CHERUB is a British Government organisation, part of the security services, made up entirely of children. Its rationale is that children can penetrate criminal or terrorist circles where any adult agent would fall under suspicion, and thus collect intelligence with impunity. The cover tells us ‘CHERUB is not James Bond. There are no master criminals or high-tech gadgets. CHERUB kids live in the real world.’ This book is therefore quite unlike Anthony Horowitz’s exciting but also witty and funny James Bond spoof, Stormbreaker. There is no parody in CHERUB: The Recruit, and not much wit or humour, unless four boy agents peeing in unison from a hotel balcony to amuse their girl associates counts as wit.
All the children are orphans or family rejects, and if they pass their basic training they are active operators from 10 to 17, living between missions in a secret boarding school for spies. The recruit in this first book is 12-year-old James Adams, and this is the story of his conscription, basic training and first mission. Living conditions off duty are sumptuous, but work is brutally tough. Worst of all is the three-month basic training, when James and seven (soon five) others are confined in a comfortless compound under a sadistic instructor called Large. When James falls out with his partner Kerry (an 11-year-old girl) their punishment is to be turned outdoors into the freezing compound on Christmas night in their underwear.

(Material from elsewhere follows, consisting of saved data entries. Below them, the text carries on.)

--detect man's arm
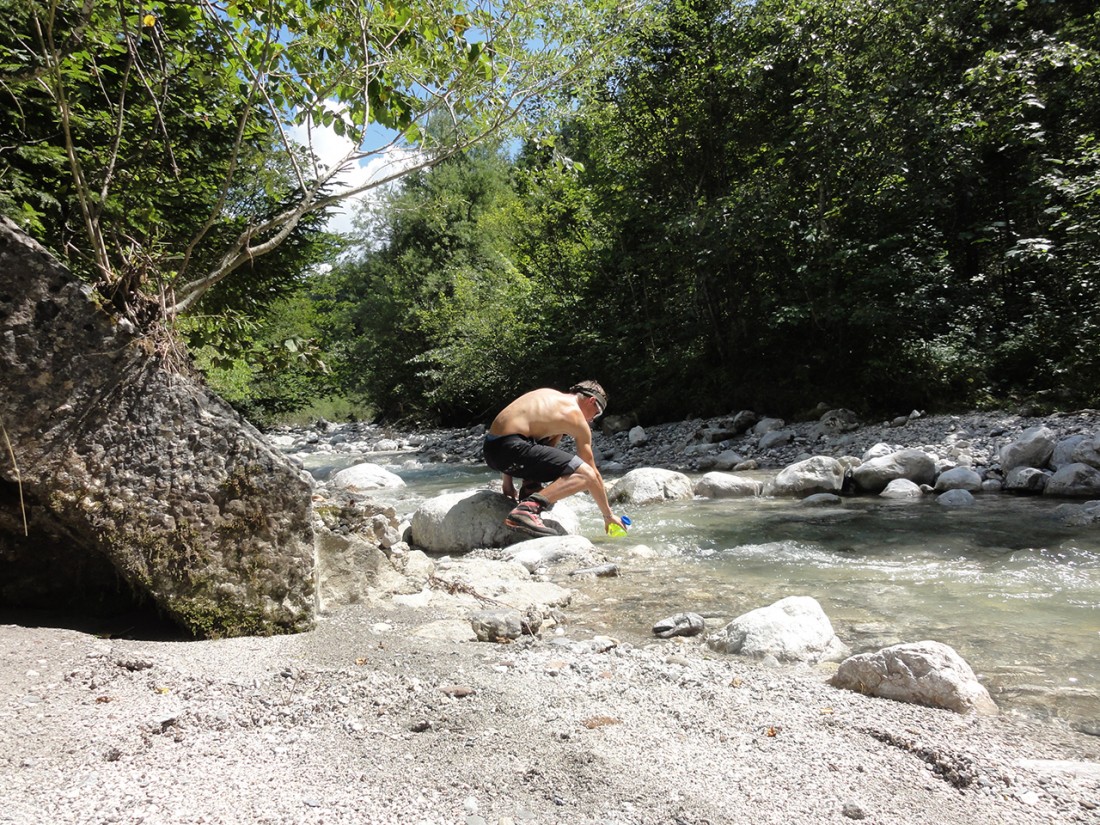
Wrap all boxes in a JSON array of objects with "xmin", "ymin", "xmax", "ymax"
[{"xmin": 570, "ymin": 423, "xmax": 620, "ymax": 526}]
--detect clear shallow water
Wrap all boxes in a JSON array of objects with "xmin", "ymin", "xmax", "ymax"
[{"xmin": 307, "ymin": 453, "xmax": 1100, "ymax": 733}]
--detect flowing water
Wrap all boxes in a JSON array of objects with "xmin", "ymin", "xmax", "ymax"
[{"xmin": 308, "ymin": 453, "xmax": 1100, "ymax": 734}]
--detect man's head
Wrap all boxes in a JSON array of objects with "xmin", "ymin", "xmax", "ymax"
[{"xmin": 570, "ymin": 380, "xmax": 607, "ymax": 421}]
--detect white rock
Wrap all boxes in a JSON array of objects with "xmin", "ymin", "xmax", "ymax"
[
  {"xmin": 608, "ymin": 468, "xmax": 693, "ymax": 506},
  {"xmin": 409, "ymin": 490, "xmax": 579, "ymax": 554},
  {"xmin": 764, "ymin": 456, "xmax": 845, "ymax": 497},
  {"xmin": 758, "ymin": 429, "xmax": 794, "ymax": 450},
  {"xmin": 503, "ymin": 535, "xmax": 600, "ymax": 572},
  {"xmin": 694, "ymin": 472, "xmax": 763, "ymax": 499},
  {"xmin": 330, "ymin": 462, "xmax": 405, "ymax": 492},
  {"xmin": 830, "ymin": 640, "xmax": 998, "ymax": 715},
  {"xmin": 851, "ymin": 449, "xmax": 936, "ymax": 494},
  {"xmin": 879, "ymin": 478, "xmax": 923, "ymax": 499},
  {"xmin": 706, "ymin": 596, "xmax": 850, "ymax": 664},
  {"xmin": 751, "ymin": 417, "xmax": 785, "ymax": 435},
  {"xmin": 998, "ymin": 426, "xmax": 1056, "ymax": 472},
  {"xmin": 315, "ymin": 531, "xmax": 409, "ymax": 610}
]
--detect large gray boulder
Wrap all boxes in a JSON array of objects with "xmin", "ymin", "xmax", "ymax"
[
  {"xmin": 764, "ymin": 456, "xmax": 845, "ymax": 497},
  {"xmin": 1070, "ymin": 435, "xmax": 1100, "ymax": 470},
  {"xmin": 706, "ymin": 596, "xmax": 850, "ymax": 664},
  {"xmin": 408, "ymin": 490, "xmax": 579, "ymax": 553},
  {"xmin": 608, "ymin": 468, "xmax": 693, "ymax": 506},
  {"xmin": 933, "ymin": 466, "xmax": 983, "ymax": 493},
  {"xmin": 693, "ymin": 472, "xmax": 762, "ymax": 499},
  {"xmin": 851, "ymin": 449, "xmax": 937, "ymax": 494},
  {"xmin": 329, "ymin": 462, "xmax": 405, "ymax": 492},
  {"xmin": 830, "ymin": 640, "xmax": 999, "ymax": 715},
  {"xmin": 1051, "ymin": 435, "xmax": 1087, "ymax": 470},
  {"xmin": 998, "ymin": 426, "xmax": 1056, "ymax": 472},
  {"xmin": 0, "ymin": 217, "xmax": 315, "ymax": 636},
  {"xmin": 1044, "ymin": 463, "xmax": 1100, "ymax": 498}
]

The sanctioned bullying and vandalism are the novel’s most unpleasant feature. Usually these incur some belated official disapproval of a low-key kind, rather like a tabloid’s small print apology for some discredited headline lie, but the grounds for reproof are pragmatic, not moral. It isn’t that they’re wrong, but they imperil CHERUB’S security.
Is this indeed the ‘real world’? One hopes not, but knowing what we now do about child soldiers across the world, and also about western lack of scruple, has lowered the credulity barrier in recent times. CHERUB of course is still a fantasy, but it seductively glamorises and legitimates some odious behaviour that is all too real.